Austin residents have hots for rare Hatch chile peppers

Layne Lynch

In the oppressive heat of mid August, large, emerald-green peppers ripen to perfection, are plucked with delicate tugs and loaded into worn, wooden crates to be shipped across the country. These are no ordinary peppers, though; they are the rare Hatch variety.

To celebrate this uncommon and uniquely flavored food, Austin restaurants and stores such as Chuy’s and Central Market are selling Hatch chilies and Hatch chile products.

The Hatch chili pepper is not something one can find on just any farm in any state. It is grown in only one place in the United States — the small town of Hatch, N.M. With a population of just fewer than 1,700, Hatch farmers labor to cultivate the Hatch chile pepper to meet the demands of countless stores and hungry mouths.
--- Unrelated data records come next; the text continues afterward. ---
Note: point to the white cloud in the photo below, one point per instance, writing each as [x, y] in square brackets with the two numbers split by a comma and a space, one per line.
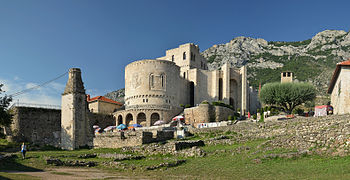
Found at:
[49, 94]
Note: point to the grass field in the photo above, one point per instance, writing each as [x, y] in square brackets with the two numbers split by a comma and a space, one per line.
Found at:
[221, 162]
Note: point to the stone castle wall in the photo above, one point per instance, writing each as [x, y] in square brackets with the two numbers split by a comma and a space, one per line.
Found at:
[102, 120]
[129, 138]
[43, 126]
[340, 97]
[205, 113]
[153, 82]
[36, 125]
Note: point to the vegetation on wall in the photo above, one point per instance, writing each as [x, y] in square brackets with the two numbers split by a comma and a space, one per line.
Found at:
[5, 116]
[287, 95]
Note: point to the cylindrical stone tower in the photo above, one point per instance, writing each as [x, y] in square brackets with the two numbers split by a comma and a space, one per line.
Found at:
[151, 84]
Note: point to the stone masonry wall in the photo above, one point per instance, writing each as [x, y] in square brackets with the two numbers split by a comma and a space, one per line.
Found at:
[36, 125]
[102, 120]
[205, 113]
[129, 138]
[328, 135]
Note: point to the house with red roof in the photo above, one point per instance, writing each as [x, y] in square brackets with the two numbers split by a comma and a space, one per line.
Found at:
[339, 88]
[101, 104]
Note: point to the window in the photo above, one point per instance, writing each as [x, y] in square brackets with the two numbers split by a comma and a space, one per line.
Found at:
[162, 79]
[151, 80]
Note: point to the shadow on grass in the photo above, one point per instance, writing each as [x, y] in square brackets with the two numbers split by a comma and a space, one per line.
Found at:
[10, 165]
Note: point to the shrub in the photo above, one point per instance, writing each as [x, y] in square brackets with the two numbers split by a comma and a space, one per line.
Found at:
[205, 102]
[187, 106]
[298, 111]
[287, 95]
[219, 103]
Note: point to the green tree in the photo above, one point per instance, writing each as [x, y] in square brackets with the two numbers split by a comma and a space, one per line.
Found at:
[5, 116]
[287, 95]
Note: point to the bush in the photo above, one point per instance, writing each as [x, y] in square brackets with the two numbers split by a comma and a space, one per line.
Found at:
[205, 102]
[218, 103]
[265, 108]
[298, 111]
[287, 95]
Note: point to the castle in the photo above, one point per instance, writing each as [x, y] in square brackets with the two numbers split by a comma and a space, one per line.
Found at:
[155, 88]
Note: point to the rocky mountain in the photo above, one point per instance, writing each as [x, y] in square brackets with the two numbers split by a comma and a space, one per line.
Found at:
[312, 60]
[117, 95]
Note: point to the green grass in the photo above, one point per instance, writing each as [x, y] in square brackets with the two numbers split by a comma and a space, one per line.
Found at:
[223, 161]
[4, 175]
[61, 173]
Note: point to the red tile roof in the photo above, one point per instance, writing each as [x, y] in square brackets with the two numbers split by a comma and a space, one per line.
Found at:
[102, 98]
[336, 74]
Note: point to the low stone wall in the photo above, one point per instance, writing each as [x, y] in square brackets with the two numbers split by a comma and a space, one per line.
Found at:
[35, 125]
[187, 144]
[205, 113]
[102, 120]
[129, 138]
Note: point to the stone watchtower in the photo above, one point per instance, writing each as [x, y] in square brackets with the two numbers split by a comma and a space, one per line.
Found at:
[286, 76]
[74, 117]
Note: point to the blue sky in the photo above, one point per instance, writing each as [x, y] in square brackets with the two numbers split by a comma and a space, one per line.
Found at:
[41, 39]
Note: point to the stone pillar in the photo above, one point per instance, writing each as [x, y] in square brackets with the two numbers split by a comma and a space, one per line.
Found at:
[74, 113]
[226, 83]
[244, 90]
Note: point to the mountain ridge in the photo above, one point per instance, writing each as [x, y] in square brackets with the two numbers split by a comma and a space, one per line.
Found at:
[312, 60]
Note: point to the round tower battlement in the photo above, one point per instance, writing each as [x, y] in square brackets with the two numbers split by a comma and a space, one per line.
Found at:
[151, 84]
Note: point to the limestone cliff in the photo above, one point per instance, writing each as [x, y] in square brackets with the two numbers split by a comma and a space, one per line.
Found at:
[312, 60]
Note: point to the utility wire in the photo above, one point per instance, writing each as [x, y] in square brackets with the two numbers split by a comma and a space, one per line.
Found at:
[38, 86]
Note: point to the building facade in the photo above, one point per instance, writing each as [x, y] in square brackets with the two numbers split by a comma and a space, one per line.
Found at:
[155, 89]
[339, 88]
[103, 105]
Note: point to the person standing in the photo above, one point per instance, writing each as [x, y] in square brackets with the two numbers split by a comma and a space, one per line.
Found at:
[23, 150]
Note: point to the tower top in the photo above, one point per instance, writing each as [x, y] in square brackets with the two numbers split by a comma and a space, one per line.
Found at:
[74, 83]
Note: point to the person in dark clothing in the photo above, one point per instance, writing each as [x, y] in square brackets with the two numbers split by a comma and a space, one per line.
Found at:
[23, 150]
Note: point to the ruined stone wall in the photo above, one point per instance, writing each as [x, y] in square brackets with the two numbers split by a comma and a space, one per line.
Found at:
[205, 113]
[103, 107]
[129, 138]
[36, 125]
[102, 120]
[340, 97]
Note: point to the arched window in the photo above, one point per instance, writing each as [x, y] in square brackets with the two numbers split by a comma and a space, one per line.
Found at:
[151, 80]
[120, 120]
[162, 79]
[154, 118]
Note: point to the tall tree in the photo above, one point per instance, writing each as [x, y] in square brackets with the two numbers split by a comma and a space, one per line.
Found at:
[5, 116]
[287, 95]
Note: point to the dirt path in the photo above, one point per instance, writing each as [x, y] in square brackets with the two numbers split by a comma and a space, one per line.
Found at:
[73, 173]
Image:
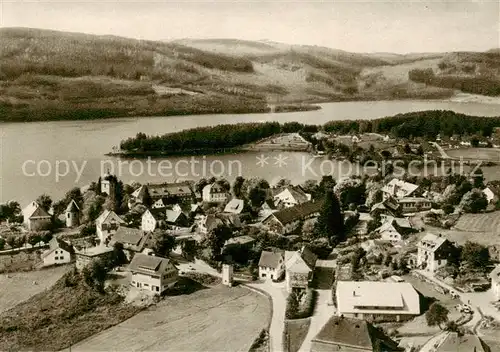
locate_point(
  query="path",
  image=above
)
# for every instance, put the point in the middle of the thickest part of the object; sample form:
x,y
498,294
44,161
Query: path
x,y
278,295
323,312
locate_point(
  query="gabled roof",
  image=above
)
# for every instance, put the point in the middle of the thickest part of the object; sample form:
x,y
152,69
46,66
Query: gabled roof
x,y
148,264
399,188
353,333
297,212
234,206
465,343
57,243
109,216
34,210
72,207
431,242
271,259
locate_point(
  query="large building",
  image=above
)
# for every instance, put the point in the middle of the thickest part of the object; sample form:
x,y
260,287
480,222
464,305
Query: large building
x,y
377,301
433,252
152,273
351,335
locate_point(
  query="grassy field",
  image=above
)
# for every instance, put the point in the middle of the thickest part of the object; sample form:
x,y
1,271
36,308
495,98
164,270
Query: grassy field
x,y
489,154
295,333
216,319
60,316
18,287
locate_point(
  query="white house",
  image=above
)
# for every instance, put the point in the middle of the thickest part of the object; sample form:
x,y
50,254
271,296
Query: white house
x,y
272,264
72,214
235,206
432,252
214,193
398,189
35,217
377,301
59,252
495,282
290,196
106,225
151,219
152,273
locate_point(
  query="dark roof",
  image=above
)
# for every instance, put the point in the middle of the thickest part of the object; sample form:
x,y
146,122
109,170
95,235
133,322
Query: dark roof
x,y
271,259
55,243
297,212
352,332
309,257
465,343
148,264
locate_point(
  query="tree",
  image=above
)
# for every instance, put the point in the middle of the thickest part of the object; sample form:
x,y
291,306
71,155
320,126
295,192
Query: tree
x,y
45,202
330,223
237,186
215,240
436,315
163,243
476,255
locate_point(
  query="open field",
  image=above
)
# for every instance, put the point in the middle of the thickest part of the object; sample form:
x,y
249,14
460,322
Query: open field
x,y
19,287
217,319
487,154
295,333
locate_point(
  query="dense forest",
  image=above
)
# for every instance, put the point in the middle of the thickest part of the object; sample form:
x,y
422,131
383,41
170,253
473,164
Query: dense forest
x,y
415,124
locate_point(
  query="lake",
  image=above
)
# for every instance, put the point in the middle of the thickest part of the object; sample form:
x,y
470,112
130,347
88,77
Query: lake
x,y
52,157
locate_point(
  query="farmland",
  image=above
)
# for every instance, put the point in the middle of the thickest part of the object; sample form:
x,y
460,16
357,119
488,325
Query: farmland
x,y
488,154
217,319
18,287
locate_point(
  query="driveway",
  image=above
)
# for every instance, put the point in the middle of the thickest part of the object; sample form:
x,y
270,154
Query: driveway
x,y
278,295
323,312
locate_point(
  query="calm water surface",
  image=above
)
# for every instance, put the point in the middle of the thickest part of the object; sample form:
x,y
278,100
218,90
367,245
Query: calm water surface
x,y
43,146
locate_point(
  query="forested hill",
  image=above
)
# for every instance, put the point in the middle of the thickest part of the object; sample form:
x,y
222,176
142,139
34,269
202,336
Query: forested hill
x,y
415,124
58,75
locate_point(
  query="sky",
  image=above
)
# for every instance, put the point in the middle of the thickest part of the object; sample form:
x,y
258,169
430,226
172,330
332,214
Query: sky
x,y
399,26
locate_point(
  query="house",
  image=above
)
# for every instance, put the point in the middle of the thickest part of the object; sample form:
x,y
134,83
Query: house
x,y
106,225
59,252
462,343
171,192
495,282
214,193
36,218
152,218
208,223
152,273
433,252
72,214
414,204
176,218
88,255
287,220
393,301
290,196
272,264
352,335
235,206
133,240
394,229
398,189
299,269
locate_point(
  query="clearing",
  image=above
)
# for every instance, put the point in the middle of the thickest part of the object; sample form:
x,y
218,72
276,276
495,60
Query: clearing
x,y
216,319
486,154
18,287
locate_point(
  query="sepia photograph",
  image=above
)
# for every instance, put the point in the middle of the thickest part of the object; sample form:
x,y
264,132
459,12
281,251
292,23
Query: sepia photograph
x,y
250,175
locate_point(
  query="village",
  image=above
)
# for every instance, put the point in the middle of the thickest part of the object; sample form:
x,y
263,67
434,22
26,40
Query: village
x,y
407,263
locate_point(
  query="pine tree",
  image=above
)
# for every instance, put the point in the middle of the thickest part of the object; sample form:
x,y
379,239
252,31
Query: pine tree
x,y
330,222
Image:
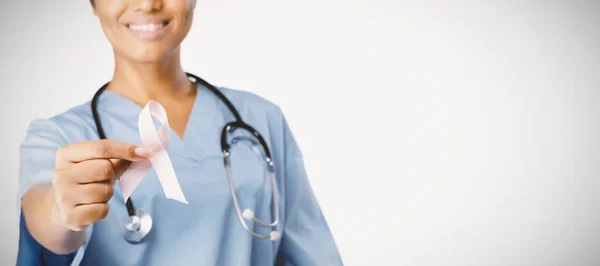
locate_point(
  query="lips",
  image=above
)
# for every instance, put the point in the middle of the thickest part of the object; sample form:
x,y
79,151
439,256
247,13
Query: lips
x,y
148,28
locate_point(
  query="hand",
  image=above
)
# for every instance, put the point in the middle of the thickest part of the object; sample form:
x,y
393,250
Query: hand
x,y
84,177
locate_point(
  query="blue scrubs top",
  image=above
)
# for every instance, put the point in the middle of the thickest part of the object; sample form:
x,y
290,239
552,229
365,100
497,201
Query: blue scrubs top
x,y
206,231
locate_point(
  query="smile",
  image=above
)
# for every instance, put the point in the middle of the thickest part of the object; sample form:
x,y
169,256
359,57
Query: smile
x,y
148,29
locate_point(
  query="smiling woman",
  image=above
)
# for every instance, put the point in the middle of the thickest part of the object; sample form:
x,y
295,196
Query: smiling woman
x,y
72,203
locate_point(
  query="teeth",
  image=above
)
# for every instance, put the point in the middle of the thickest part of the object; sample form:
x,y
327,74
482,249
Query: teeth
x,y
145,27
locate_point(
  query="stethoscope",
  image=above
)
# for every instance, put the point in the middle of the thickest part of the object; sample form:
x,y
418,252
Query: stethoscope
x,y
139,223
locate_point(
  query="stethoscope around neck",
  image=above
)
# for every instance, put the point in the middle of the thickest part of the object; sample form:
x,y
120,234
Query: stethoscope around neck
x,y
139,223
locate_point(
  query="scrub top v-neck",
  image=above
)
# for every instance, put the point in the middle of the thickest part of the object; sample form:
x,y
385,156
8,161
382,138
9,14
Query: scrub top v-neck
x,y
207,230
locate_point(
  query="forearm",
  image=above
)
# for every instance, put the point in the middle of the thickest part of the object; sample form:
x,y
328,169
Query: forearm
x,y
44,224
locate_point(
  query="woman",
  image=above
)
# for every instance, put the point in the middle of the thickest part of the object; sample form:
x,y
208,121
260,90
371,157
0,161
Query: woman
x,y
69,196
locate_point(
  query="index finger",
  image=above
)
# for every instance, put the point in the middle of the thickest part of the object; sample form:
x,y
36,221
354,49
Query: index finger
x,y
102,149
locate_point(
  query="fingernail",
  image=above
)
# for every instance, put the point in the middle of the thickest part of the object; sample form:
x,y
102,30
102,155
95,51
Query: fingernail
x,y
142,152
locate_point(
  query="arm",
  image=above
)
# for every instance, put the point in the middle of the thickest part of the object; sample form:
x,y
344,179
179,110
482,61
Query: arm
x,y
36,195
307,239
66,188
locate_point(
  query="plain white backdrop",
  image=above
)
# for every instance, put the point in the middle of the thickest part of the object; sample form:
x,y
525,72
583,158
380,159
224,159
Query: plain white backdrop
x,y
448,133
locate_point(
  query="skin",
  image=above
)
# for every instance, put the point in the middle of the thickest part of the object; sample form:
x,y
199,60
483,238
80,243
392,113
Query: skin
x,y
58,214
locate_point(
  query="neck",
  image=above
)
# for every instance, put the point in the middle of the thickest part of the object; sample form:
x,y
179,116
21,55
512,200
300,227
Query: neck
x,y
162,81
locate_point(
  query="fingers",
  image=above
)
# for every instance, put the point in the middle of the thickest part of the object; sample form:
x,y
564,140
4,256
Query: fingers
x,y
82,216
102,149
91,171
100,192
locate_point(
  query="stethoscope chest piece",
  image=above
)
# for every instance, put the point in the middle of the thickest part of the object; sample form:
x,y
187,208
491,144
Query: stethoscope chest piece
x,y
137,227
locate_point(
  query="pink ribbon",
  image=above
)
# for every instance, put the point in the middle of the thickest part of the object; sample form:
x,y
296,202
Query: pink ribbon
x,y
158,142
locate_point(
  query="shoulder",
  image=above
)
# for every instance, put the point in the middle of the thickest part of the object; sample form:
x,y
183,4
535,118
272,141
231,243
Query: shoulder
x,y
252,106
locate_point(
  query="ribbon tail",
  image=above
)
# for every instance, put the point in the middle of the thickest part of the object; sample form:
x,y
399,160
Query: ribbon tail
x,y
133,176
166,176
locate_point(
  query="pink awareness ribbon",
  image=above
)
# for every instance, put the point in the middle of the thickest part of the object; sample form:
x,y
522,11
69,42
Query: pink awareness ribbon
x,y
158,142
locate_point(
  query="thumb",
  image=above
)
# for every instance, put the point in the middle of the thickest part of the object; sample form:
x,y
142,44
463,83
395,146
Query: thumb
x,y
120,166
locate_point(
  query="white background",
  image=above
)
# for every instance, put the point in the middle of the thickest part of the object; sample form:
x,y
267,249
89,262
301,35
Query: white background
x,y
449,133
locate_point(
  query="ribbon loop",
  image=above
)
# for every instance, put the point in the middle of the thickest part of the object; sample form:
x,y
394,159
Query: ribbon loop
x,y
157,141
As if growing in a small town doesn’t make this pepper unique enough, the short growing season makes it an even hotter commodity. According to the Whole Foods website, the peak season of the pepper lasts just a few weeks in August and ends at the beginning of September.

The town of Hatch hosts an annual chili pepper festival during Labor Day Weekend. According to Marcia Nordyke, the chairwoman of the Hatch Chile Festival, an estimated 20,000 people flock to the usually isolated town for the festival every year.

“It’s funny because it started in such a small town, and now when people leave and go back home they tell everyone how delicious and addictive the peppers are,” Nordyke said. “People will roast the peppers and stick them in the freezer, just so they can have them year-round in everything.”

UT students and other Austin residents don’t even have to leave the confines of the city to celebrate this spicy pepper. Central Market has taken to holding its own festival for the popular pepper. This marks the 15th year Central Market has hosted Hatch chile pepper events during the month of August.

Throughout the store, the pepper can be found stuffed into chicken breasts, blended in crab cakes and even baked into desserts such as Hatch and apple cobbler or pie. Since the festival’s beginning in 1995, more events have been added to the calendar such as the Hatch Chile Recipe contest in 2007. The store even published the “Central Market Hatch Chile Recipe” book in 2008.

“We sell over 275,000 pounds to the Central Market stores in Texas,” Nordyke said. “And that number continues to grow every year.”

According to a Central Market employee who preferred to remain anonymous, the store’s profits from the pepper have gone up this year. The employee believes the profits of the pepper will more than double this year and that the contests and assortment of Hatch products are what keep enthusiasm rising.

“It’s funny because I used to think it was the addictive flavor and the numerous uses of the pepper that made people love them,” Nordyke said. “Now, I realize it’s all about the culture and how it ties this small town to so many different places.”

If driving to New Mexico isn’t on the agenda this Labor Day weekend, catch the Hatch Chile Festival at Central Market before it ends today.